There's no one right or wrong way to organise your photos into sets or collections. Create an organizing framework that will be easy to follow, and that will help you and others retrieve or browse photos easily. Flickr's upload tools let you create sets during the uploading process, and you can use the Organiser tool in Flickr to create, edit, or delete sets and collections anytime. The Flickr FAQ offers good tutorials on how to use the organiser to create sets and collections.

Once you've annotated your photos and added tags to them, you'll find Flickr's Search My Photos feature to be a powerful tool for zeroing in on what you're looking for. If that fails, sets may also help you locate photos. Your Flickr archive (found in the "You" tab on your profile page) will also let you explore your collection using dates, as Flickr offers the option to automatically add the date a photo was taken and uploaded.

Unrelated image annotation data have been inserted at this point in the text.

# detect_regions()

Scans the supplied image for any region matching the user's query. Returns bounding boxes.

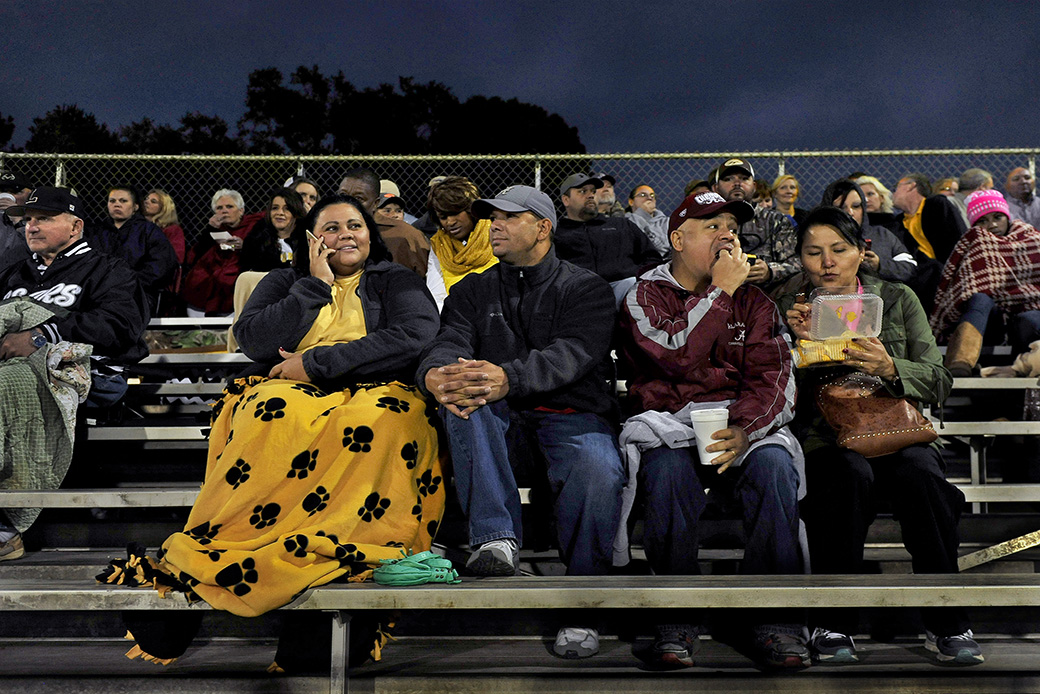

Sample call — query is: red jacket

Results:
[620,263,795,441]
[181,212,264,313]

Use the Mapping feature to show where your photos were taken and to find photos of places near you.

Flickr allows you to literally put your photos on a map — or search public photos based on location — using geotags consisting of the latitude and longitude codes for where the photo was taken. "Geotagging puts a face to a map where something is happening," said Champ. "Where this becomes very interesting is to go to the public Flickr map and start searching a city or location you plan to visit. You can see photos and do advanced research on a trip. For nonprofits, we have agencies and nonprofits post-Katrina or even post-Tsunami sharing photos with geocodes to show the impact of their programs or work."

Be careful about what geographic information you show in public. For example, if you are posting photos of a women's shelter for domestic violence victims, you obviously would not want to share the location information with just anyone. A good rule of thumb is to provide geotags for those photos for which you'd feel comfortable sharing the physical address.

You can set a default privacy level for any photos you add to the map, and you can change the location privacy per photo as well. To change the settings on a photo, double-click it in Organizr, linked to from your photo page. Click the Location tab and you'll find the privacy setting, as well as the latitude and longitude of your photo. Flickr's Mapping Features FAQ will bring you up to speed pretty quickly, and if you're a visual learner, check out its Map Screencast 1 and Map Screencast 2. There's even a Flickr Geotagging Group devoted to the topic.